Lors de la visite d’Emmanuel Macron en novembre, la création d’un nouveau fonds, doté cette fois d’un milliard d’euros, a été envisagée entre Bpifrance et Mubadala, le fonds souverain d’Abu Dhabi, qui gère à lui seul quelque 135 milliards de dollars issus principalement de la rente pétrolière. Celui-ci devrait surtout investir dans les startups tricolores spécialisées dans les biotechs, les énergies vertes, la télémédecine... « L’idée est de guider les émiratis pour qu’ils investissent moins dans la pierre et davantage dans l’économie réelle », explique-t-on à Matignon.
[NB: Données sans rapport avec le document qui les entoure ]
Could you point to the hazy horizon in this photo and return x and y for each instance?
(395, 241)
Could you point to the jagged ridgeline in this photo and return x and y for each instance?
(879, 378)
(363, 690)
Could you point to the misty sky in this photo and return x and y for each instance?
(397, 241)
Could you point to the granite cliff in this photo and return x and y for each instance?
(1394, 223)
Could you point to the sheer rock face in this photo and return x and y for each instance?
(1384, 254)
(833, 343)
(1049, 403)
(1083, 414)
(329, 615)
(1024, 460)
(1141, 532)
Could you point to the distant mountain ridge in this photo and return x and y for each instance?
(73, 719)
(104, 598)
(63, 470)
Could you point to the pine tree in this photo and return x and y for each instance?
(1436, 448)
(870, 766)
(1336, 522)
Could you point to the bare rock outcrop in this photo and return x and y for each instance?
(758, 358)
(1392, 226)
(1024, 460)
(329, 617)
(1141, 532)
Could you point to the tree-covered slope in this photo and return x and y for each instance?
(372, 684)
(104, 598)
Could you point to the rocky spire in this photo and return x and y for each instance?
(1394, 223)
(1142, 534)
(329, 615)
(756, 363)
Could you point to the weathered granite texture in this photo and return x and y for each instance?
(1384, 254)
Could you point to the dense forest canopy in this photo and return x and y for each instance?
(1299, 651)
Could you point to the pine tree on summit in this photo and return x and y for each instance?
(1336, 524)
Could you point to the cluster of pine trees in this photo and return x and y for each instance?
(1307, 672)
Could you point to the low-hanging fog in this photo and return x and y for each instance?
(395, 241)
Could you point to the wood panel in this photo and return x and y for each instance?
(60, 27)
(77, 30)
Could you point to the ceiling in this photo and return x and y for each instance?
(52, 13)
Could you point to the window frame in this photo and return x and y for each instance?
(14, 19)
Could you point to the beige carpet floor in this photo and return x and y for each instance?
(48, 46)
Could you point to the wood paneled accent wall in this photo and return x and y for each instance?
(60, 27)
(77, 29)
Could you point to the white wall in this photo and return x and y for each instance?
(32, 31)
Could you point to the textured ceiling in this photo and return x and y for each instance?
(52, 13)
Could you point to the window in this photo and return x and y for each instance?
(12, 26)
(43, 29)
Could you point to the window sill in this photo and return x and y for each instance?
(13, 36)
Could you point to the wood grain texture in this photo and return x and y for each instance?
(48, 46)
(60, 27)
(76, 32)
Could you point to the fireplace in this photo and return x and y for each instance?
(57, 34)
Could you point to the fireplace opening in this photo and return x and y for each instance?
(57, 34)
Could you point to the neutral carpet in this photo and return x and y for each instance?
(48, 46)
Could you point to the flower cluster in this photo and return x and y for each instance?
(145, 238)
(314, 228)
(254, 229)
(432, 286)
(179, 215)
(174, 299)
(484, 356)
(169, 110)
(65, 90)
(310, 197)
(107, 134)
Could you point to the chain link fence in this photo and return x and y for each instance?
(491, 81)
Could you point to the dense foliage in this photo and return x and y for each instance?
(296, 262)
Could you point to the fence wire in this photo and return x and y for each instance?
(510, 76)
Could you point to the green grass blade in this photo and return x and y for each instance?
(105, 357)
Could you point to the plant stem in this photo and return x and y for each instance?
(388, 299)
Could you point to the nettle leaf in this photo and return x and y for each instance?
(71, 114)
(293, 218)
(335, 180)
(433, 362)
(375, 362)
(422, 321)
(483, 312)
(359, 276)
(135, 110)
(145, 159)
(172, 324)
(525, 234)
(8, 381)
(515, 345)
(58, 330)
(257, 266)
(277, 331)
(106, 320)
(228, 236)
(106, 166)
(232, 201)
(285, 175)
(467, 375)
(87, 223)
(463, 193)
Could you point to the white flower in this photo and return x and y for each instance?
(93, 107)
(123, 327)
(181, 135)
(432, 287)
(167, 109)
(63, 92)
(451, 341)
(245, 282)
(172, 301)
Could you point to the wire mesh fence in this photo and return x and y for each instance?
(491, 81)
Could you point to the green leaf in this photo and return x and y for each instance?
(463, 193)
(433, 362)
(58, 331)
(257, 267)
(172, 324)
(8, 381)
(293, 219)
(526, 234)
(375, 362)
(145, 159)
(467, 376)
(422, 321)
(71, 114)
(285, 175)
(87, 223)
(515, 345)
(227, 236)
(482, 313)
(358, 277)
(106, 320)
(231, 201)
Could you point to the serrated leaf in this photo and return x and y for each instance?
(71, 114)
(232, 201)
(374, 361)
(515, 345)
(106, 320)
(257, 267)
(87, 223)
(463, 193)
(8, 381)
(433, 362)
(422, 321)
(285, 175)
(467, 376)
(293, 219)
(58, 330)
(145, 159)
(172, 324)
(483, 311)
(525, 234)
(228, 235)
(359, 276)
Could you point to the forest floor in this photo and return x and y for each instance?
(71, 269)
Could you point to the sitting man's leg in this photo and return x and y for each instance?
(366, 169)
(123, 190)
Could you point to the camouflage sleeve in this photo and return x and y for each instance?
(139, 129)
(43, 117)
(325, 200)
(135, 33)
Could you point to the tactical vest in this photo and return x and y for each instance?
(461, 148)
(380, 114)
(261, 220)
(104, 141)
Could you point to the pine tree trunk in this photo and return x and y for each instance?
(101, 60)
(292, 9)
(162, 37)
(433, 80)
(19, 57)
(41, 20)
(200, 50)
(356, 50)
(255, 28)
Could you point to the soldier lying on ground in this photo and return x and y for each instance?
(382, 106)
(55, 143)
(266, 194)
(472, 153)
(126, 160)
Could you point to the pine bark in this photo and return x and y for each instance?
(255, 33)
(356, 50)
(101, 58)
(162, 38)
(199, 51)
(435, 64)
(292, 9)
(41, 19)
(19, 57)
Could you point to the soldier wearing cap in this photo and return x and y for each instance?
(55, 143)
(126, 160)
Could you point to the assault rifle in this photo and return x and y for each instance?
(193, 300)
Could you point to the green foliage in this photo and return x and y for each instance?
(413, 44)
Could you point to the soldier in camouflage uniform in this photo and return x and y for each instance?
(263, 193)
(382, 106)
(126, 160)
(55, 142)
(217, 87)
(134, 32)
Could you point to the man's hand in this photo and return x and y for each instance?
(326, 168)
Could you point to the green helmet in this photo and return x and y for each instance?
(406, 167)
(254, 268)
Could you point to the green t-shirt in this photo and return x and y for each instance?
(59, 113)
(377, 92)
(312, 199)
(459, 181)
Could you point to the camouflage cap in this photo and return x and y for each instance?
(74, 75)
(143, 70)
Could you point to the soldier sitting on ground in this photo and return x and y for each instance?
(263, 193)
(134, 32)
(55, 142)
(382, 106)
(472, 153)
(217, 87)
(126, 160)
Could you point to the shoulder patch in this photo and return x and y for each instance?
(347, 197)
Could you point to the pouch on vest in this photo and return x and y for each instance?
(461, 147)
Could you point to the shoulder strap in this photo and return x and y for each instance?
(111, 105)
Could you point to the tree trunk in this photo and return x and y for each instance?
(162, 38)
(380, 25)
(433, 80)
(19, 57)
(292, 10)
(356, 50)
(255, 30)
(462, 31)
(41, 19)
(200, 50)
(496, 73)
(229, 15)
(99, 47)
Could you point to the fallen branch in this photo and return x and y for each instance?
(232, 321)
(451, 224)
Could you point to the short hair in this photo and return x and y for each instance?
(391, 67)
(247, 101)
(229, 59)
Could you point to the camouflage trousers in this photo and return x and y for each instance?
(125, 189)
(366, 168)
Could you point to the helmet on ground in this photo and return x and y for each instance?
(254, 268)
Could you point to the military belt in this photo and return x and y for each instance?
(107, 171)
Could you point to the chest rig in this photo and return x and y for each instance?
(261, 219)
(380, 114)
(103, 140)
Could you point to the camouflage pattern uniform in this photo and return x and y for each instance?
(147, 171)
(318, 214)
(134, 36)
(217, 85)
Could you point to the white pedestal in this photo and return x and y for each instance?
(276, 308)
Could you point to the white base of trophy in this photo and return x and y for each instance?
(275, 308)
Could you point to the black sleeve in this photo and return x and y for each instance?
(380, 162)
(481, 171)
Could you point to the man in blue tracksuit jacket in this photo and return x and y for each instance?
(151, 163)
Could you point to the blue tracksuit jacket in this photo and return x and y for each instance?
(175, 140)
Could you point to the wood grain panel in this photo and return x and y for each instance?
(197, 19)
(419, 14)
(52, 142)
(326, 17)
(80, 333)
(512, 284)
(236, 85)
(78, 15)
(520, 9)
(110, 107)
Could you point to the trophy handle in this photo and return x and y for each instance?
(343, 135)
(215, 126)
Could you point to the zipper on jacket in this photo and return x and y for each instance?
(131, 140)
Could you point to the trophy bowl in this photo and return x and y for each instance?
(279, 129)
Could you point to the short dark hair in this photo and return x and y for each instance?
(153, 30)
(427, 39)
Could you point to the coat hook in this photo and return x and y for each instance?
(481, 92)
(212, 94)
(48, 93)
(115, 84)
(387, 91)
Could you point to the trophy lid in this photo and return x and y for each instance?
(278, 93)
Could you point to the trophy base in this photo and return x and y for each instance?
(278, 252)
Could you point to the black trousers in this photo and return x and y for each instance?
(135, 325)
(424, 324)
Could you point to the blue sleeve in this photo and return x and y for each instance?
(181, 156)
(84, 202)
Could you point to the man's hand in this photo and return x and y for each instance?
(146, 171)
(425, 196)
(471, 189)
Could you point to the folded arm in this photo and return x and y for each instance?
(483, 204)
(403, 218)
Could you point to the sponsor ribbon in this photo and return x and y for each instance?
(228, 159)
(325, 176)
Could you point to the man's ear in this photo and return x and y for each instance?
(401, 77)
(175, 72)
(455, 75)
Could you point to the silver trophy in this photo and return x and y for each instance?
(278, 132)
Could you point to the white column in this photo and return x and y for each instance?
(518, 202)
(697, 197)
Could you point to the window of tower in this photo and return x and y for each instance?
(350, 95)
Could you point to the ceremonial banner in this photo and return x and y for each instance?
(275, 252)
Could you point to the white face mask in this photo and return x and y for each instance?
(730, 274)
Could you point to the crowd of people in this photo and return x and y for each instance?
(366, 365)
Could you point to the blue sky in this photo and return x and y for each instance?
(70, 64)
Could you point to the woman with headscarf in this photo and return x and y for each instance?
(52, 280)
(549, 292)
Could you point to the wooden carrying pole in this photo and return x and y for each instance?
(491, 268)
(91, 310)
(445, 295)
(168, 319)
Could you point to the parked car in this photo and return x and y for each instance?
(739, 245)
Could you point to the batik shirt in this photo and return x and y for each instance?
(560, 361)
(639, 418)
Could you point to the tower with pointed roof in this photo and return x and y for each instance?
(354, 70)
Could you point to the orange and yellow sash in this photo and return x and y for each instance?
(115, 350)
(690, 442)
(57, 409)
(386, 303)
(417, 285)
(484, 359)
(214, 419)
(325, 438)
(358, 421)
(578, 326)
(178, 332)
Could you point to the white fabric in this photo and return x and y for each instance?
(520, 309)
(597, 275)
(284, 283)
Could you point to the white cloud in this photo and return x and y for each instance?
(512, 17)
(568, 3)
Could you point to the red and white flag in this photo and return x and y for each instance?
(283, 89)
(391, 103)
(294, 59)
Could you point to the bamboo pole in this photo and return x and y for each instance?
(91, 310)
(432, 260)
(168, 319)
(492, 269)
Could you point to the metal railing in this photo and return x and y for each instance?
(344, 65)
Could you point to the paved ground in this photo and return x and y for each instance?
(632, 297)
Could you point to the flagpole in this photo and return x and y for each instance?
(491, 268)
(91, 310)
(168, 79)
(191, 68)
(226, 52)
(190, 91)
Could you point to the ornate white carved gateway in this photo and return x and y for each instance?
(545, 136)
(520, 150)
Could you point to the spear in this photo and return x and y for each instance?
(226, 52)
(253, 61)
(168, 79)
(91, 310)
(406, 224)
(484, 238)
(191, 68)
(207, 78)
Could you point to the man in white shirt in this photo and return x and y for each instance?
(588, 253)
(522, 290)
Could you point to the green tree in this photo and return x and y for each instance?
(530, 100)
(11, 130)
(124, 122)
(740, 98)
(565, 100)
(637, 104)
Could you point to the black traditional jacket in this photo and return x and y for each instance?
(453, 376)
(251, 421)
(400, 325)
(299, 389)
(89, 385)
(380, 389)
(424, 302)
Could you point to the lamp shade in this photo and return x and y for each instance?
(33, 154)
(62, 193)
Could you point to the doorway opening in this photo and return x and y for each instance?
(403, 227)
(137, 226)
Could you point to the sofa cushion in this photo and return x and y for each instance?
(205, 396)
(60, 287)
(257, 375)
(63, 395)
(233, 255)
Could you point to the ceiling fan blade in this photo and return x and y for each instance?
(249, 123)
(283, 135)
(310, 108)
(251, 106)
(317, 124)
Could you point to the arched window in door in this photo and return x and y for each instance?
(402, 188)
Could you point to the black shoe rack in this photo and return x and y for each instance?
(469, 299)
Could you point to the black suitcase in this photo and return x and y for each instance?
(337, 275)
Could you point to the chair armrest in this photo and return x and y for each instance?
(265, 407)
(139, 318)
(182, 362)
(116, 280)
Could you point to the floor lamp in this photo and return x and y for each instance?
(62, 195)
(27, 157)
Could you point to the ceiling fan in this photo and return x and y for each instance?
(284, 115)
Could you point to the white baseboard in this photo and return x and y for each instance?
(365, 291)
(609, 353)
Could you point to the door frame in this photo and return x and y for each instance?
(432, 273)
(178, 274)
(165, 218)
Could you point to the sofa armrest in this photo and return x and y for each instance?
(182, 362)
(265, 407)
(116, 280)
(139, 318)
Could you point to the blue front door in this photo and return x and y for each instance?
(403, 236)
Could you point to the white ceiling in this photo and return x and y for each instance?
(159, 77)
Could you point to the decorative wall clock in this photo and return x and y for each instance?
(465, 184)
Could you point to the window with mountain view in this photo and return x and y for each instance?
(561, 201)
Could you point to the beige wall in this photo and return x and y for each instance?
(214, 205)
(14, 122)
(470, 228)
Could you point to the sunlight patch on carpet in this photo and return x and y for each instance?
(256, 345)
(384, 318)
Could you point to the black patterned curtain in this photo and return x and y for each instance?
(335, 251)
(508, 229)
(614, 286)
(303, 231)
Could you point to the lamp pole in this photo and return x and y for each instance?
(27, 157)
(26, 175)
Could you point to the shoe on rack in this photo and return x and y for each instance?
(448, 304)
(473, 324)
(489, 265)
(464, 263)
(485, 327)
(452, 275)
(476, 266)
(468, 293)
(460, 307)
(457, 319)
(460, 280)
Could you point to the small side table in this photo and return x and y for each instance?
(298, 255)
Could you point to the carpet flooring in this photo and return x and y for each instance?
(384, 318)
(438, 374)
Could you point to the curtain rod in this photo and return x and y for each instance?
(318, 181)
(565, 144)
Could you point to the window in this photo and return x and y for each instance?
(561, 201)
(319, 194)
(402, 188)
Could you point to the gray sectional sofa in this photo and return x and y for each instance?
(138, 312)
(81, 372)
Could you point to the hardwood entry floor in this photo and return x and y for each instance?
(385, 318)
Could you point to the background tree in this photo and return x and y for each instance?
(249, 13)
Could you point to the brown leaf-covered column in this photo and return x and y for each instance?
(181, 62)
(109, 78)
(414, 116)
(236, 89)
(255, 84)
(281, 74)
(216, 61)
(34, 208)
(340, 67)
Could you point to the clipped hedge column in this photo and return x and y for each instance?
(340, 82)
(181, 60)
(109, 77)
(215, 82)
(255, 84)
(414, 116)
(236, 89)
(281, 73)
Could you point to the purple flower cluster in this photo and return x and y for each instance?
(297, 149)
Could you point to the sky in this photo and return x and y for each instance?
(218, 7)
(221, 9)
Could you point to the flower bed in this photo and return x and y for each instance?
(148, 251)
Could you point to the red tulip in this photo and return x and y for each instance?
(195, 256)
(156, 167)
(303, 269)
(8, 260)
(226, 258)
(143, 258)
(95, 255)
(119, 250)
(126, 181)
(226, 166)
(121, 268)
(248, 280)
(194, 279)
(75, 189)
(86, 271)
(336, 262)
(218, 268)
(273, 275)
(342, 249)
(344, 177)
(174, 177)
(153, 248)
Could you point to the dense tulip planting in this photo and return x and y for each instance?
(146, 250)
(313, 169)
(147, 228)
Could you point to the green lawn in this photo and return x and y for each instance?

Lors de son séjour aux Emirats, M. Philippe a rencontré les dirigeants de Mubadala et de Adia, l’autre fonds souverain du pays.

« Changement de perception »

« Il faut faire en sorte que notre pays soit plus attractif auprès des investisseurs étrangers, et il y a du travail », a insisté Edouard Philippe samedi soir devant plusieurs centaines de membres de la communauté française de Dubaï, qu’il avait réunis sur le « Tonnerre », un bâtiment de classe Mistral qui faisait escale dans la cité. « Depuis huit mois, la perception de notre pays a changé. Il faut utiliser ce changement de perception (...) pour accélérer encore », a ajouté le chef de gouvernement, qui était accompagné de Florence Parly, la ministre de la défense, et qui s’exprimait devant quelques chefs d’entreprises français, comme Jean Lemierre, le président de BNP Paribas, ou Jean-Yves Le Gall, le président du Centre national d’études spatiales.

Edouard Philippe devait poursuivre son entreprise de séduction, dimanche 11 février, à l’occasion du « World government Summit » de Dubaï, sorte de Davos du Moyen-Orient, où il devait prononcer un discours vantant le « France is back ». Il devait également s’entretenir à cette occasion avec le premier ministre indien Narendra Modi, l’autre invité vedette du sommet.